Congenital heart defects (CHDs) are the leading cause of infant morbidity and mortality. The etiology is multifactorial and maternal pre-existing diabetes is a non-genetic risk factor, which perturbs embryonic development and increases the risk of CHDs by 3-to 5-fold. We have previously demonstrated that maternal hyperglycemia (matHG) leads to an increase in reactive oxygen species and reduced nitric oxide bioavailability and found an epigenetic mechanism for altered expression of Notch1 , a gene critical for endocardial cushion formation, cardiomyocyte (CM) differentiation, outflow tract development, and ventricular trabeculation.

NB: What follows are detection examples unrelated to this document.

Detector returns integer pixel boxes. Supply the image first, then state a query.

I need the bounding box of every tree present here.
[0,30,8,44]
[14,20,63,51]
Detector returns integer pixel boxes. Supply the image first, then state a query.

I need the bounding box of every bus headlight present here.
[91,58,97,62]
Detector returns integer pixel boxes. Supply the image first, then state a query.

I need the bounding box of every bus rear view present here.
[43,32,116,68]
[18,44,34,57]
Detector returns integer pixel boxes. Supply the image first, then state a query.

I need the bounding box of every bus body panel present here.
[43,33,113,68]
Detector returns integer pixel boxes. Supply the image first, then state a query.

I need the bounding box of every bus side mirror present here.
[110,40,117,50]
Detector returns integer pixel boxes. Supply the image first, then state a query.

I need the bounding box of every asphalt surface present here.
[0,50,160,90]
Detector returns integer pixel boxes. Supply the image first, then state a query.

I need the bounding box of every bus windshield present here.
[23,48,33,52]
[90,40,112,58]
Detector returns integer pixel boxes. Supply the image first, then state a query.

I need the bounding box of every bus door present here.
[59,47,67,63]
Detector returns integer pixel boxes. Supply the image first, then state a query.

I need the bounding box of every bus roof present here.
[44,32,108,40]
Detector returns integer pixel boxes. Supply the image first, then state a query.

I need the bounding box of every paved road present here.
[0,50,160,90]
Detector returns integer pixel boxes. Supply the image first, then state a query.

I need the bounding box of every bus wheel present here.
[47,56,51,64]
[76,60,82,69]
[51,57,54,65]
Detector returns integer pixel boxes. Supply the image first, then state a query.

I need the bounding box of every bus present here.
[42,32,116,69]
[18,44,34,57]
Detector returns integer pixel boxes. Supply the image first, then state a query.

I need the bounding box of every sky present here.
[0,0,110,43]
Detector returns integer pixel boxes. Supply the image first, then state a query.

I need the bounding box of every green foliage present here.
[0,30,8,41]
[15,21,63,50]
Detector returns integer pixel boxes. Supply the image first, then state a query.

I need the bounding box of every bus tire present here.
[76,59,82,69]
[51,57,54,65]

We also noted spectrum of cardiac defects in developing embryos when exposed to increased severity of matHG, the underlying molecular basis of which remains unclear. To this end, we hypothesized that matHG alters gene-expression of cardiac progenitor cells in a spatiotemporal manner to predispose embryos to diabetes-induced CHDs. To test cell-specific responses to HG, murine embryonic cell-lines [AVM, atrioventricular cushion mesenchymal and ECC1, endothelial] were cultured in normal (NG, 5.5mM) and different doses of HG (10, 25 and 40mM). RNA-seq was performed after 48hrs of treatment and gene-set enrichment analysis of AVM NG and HG (25mM) identified genes associated with metabolic processes, response to oxidative-stress (OS), chromatin regulation and altered Wnt/Notch signaling pathways with HG. Similarly, RNA-seq analysis of protein-coding genes in ECC1-HG revealed increasing numbers (8, 311, 1072) of differentially expressed genes compared to NG, and associated with OS, ATP-synthesis, cardiac development, suggesting a dose-response relationship. Additionally, a streptozotocin-induced murine model of diabetes was used to characterize the influence of matHG dose on CHD susceptibility. Examination of E9.5, E11.5, E13.5 embryos displayed defects in CM proliferation, ventricular trabeculation, thin ventricular myocardium and septal defects with matHG. Together, our in vitro transcriptomic analysis and in vivo histologic characterization support a variable molecular and phenotypic response to hyperglycemic stress during cardiac development that contribute to matHG associated CHDs.